Neonatal Effects of Maternal Magnesium Sulphate in Late Preterm and Term Pregnancies

Arun Ambadkar1 • Madhva Prasad1 • Anahita R. Chauhan1

Abstract

Aim: To compare the clinical, obstetric and neonatal parameters between patients with [34-week gestation having severe preeclampsia receiving magnesium sulphate and those with[34-week gestation with preeclampsia but not receiving magnesium sulphate.

Materials and Methods: Single-centre prospective study studied 60 patients in each of the two groups. Magnesium sulphate was administered by Pritchard regimen as per standard protocol. Standard obstetric management was followed for both groups. In the severe preeclampsia/eclampsia group, maternal blood sample was analysed for serum magnesium levels. The duration of exposure, the amount of magnesium sulphate received and time elapsed between last dose of magnesium sulphate and delivery were all noted. Neonatal assessment was done. The various parameters including age, parity, blood pressure, mode of termination of pregnancy, NICU admission rate, incidence of hypotonia in the newborn and other neonatal parameters were tabulated and compared.

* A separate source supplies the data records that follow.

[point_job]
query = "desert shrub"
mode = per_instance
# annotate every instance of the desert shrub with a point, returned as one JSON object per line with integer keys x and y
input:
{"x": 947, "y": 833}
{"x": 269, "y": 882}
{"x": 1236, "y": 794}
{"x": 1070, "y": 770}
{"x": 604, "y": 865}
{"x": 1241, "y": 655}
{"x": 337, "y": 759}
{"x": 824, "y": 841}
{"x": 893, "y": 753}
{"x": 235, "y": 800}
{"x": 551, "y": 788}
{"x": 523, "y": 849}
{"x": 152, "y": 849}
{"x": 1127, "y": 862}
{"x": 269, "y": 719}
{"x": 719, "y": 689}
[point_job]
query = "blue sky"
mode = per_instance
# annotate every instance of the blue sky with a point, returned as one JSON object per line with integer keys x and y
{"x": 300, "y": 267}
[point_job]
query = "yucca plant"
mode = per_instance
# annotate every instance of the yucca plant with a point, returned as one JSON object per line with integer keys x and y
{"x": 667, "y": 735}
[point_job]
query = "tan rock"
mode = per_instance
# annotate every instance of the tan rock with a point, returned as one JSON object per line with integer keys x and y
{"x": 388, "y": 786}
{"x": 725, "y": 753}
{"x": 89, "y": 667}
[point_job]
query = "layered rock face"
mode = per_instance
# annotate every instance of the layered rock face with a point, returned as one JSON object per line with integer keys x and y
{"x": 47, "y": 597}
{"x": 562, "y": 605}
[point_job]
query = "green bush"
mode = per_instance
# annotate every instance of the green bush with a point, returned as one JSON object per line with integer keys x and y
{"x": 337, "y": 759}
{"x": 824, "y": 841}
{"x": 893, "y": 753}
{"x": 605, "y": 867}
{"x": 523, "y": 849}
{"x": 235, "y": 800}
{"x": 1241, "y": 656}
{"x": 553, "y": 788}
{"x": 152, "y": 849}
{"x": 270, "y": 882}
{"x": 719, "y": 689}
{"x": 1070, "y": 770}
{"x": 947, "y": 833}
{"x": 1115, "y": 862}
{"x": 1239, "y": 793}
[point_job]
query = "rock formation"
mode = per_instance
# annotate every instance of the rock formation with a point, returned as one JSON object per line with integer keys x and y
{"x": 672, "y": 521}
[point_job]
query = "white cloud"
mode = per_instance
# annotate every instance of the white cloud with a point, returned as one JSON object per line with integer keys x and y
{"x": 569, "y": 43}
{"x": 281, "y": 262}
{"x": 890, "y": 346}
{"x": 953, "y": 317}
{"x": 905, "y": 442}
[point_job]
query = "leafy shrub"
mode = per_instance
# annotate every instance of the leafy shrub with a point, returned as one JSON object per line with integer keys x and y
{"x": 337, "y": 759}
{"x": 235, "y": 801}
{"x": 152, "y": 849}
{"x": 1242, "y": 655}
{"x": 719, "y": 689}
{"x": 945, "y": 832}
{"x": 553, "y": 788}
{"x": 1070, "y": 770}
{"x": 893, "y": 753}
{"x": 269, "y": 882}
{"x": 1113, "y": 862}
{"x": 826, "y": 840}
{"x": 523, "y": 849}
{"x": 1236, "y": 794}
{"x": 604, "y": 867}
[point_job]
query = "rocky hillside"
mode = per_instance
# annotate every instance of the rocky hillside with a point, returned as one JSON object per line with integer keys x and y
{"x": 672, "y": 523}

Results: The two groups were comparable with respect to age and parity. Need for induction of labour was higher in the group with severe preeclampsia/eclampsia. Rate of LSCS and birth weights were comparable between the two groups. NICU admission rate and incidence of hypotonia were higher in those who received magnesium sulphate. Amount of magnesium sulphate received and total duration of magnesium sulphate did not correlate with NICU admission rates.

Conclusions: Neonatal morbidity, in terms of higher NICU admission rates and hypotonia, is higher in patients receiving magnesium sulphate.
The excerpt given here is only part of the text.